Baru pada abad kelima hijriyah hadir seorang ulama yang menggabungkan ilmu-ilmu tersebut mempunyai nama Abu Bakar Abdul Qahir al-Jurjani (wafat 471 H). Al-Jurjani mengarang buku tentang ilmu ma’ani dengan judul Dalailul I’jaz, dan mengenai ilmu bayan dengan judul Asrorul Balaghah. Kemudian setelah tersebut datanglah Abu Ya’qub Sirajuddin Yusuf as-Sakakiy al-Khawarizmi (wafat 626 H) dengan kitabnya yang membicarakan tentang ilmu balaghah lebih menyeluruh daripada lainnya, yaitu buku dengan judul Miftah al-‘Ulum.
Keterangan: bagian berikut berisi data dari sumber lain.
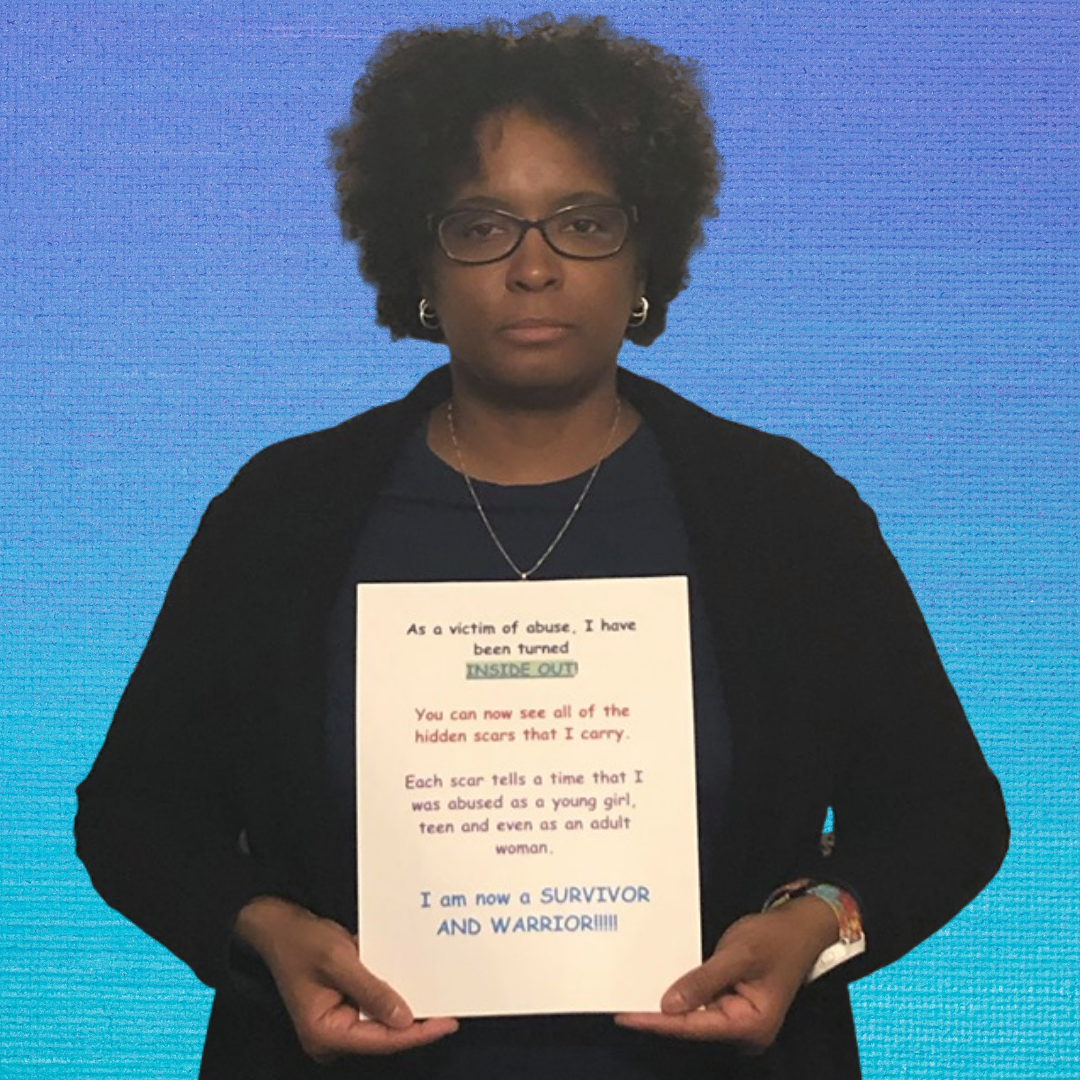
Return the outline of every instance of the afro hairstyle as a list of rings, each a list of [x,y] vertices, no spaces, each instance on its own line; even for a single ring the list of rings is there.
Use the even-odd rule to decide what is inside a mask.
[[[649,298],[626,337],[649,345],[686,286],[702,220],[716,215],[723,162],[692,61],[616,33],[598,17],[539,15],[517,26],[421,28],[385,37],[330,133],[338,213],[394,339],[440,341],[417,304],[434,250],[430,221],[455,178],[479,167],[476,130],[521,106],[593,141],[620,199],[637,208],[634,243]]]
Pada masa itu ilmu balaghah berkembang pesat sebab adanya persinggungan dengan ilmu kalam dan filsafat berhubungan dengan i’jazul Qur’an. Persinggungan ini menimbulkan istilah Madrasah Adabiyyah dan Madrasah Kalamiyyah berdasar kecenderungan yang dipilih dalam mengerjakan pembahasan balaghah.
Tiap-tiap madrasah ini memiliki karakteristik tersendiri. Para pakar Madrasah Kalamiyyah memusatkan pembahasan balaghahdengan menciptakan batasan-batasan lafdzi dan spirit perdebatan. Kemudian konsentrasi dengan membuat sekian banyak macam definisi-definisi dan kaidah-kaidah tanpa tidak sedikit menunjukkan contoh-contoh bukti sastrawi baik puisi maupun prosa. Bagi menilai tepat dan estetis atau tidaknya bahasa, mereka tidak sedikit berpegang pada analogi filsafat dan kaidah-kaidah logika.
Sedangkan Madrasah Adabiyyah, paling berlebihan dalam mengemukakan bukti-bukti (contoh-contoh) sastrawi baik puisi maupun prosa, dan tidak banyak sekali menyimak tentang pengertian dan lain-lainnya. Bagi menilai tepat dan estetis atau tidaknya bahasa mereka lebih tidak sedikit berpegang pada rasa seni, keindahan daripada untuk filsafat ataupun logika.